The country's import bill is rising sharply once again. The reasons are a weak rupee, rising global prices of gold and crude oil, and continued dependence on imported electronic components. This resulted in a widening trade deficit of $41.68 billion in October. The weak rupee is the biggest reason for India's rising import burden. A depreciating currency means India has to spend more to purchase the same amount of foreign goods. Since the country imports large quantities of crude oil, gold, and electronic components, even a slight decline in the rupee increases the total import bill.
The rupee plummeted to an all-time low of below 90 against the US dollar on December 3 and emerged as the worst performing Asian currency.
Global gold prices have risen amid inter-national tensions and economic uncertainty.

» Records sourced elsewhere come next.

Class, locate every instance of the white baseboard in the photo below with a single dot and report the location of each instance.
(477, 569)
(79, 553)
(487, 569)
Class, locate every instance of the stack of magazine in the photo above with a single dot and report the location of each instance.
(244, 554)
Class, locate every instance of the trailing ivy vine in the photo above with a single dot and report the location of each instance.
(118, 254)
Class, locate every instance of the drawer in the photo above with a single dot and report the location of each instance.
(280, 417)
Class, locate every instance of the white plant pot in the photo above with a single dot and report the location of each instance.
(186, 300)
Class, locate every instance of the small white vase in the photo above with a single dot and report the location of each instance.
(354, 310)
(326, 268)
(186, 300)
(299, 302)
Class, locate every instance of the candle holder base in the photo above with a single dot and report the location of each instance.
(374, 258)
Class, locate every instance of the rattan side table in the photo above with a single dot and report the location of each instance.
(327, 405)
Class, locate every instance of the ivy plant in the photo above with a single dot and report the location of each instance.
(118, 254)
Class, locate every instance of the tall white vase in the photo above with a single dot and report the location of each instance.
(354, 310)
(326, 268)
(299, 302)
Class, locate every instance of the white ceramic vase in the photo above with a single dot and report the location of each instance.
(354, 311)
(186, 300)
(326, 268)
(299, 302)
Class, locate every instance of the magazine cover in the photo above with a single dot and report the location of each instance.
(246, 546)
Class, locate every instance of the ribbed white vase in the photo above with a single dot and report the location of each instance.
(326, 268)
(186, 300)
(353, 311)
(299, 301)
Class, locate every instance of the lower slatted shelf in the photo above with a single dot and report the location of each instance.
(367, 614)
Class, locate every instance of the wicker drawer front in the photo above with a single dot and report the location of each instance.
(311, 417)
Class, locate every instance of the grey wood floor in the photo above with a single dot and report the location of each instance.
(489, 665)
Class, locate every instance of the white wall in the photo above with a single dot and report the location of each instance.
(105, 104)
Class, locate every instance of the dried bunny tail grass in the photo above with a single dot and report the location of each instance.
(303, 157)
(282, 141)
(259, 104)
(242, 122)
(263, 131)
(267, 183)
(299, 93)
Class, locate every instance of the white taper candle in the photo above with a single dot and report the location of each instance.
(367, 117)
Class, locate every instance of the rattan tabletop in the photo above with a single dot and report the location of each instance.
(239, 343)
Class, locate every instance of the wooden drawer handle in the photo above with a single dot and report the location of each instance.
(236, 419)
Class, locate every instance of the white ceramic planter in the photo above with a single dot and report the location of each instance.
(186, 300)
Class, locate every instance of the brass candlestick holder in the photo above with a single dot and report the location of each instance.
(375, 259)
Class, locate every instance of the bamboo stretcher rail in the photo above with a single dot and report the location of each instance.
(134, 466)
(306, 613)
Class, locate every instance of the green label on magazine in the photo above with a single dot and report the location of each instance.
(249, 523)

Domestic prices have fallen slightly to ₹1.33 lakh per 10 grams due to a decline in local demand. The rise in international prices means India is paying more dollars for the same amount of gold, increasing its overall import bill.
Around a dozen electronics companies imported parts and products worth over ₹1.21 lakh crore in 2024-25. This is a 13% increase from the previous year.
Crude oil continues to be the biggest burden on the import bill, even when oil prices remain normal. India imports more than 85% of its crude oil needs. While prices hovering around $63-64 per barrel may make the overall price seem manageable, a weak rupee increases costs exponentially.